$$\rightleftharpoonup{xx}$$
$$\longleftharp{xx}$$,
$$\longrightharp{xx}$$,
Poniższe wyniki ilustrują oczekiwane wyniki opisanego protokołu, a w przypadku PB2, obserwowane wyniki.
Za pomocą Gene Composer zaprojektowano pięć pełnowymiarowych sekwencji aminokwasów docelowych podjednostki PB2 wirusa grypy (Rysunek 2). Sekwencje PB2 zostały ponownie poddane translacji wstecznej i poddane wielu etapom inżynieryjnym 3, w wyniku czego uzyskano zharmonizowane sekwencje kodonów zoptymalizowane pod kątem ekspresji u E. coli. Z produktów iPCR (Figura 3b) w sumie trzydzieści cztery konstrukty zostały pomyślnie sklonowane do zmodyfikowanego systemu wektorów pET28 10 z N-końcowym 6-krotnym znacznikiem fuzyjnym His-Smt przy użyciu klonowania PIPE 3, jak pokazano na rysunku 3a. Podsumowanie procesu klonowania przedstawiono na rysunku 4.

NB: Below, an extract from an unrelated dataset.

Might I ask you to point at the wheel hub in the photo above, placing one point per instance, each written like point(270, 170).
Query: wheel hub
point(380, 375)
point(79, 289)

Po udanym klonowaniu, w komórkach BL21(DE3) E. coli przetestowano ekspresję białek w mikroskali każdego konstruktu. Komórki hodowano na pożywce gruźliczej uzupełnionej pożywką Novagen Overnight Express 1 (zgodnie z protokołem producenta) przez 48 godzin w temperaturze 20 °C w inkubatorze z wytrząsaniem ustawionym na 220 obr./min. Po wzroście komórki zebrano i przetestowano pod kątem ekspresji rozpuszczalnych białek za pomocą elektroforezy kapilarnej z Caliper LabChip 90. Czternaście z trzydziestu czterech konstruktów PB2 doprowadziło do powstania rozpuszczalnego białka docelowego i przeszło fermentację na dużą skalę. Wielkoskalowe kultury każdego konstruktu hodowano na pożywce gruźlicowej uzupełnionej pożywką Overnight Express 1 firmy Novagen zgodnie z protokołem producenta. Po wzroście komórki zebrano przez odwirowanie i przechowywano w temperaturze -80 °C. Ekspresję białek na dużą skalę w każdej kulturze potwierdzono za pomocą analizy SDS-PAGE (ryc. 5) przed przystąpieniem do oczyszczania na dużą skalę.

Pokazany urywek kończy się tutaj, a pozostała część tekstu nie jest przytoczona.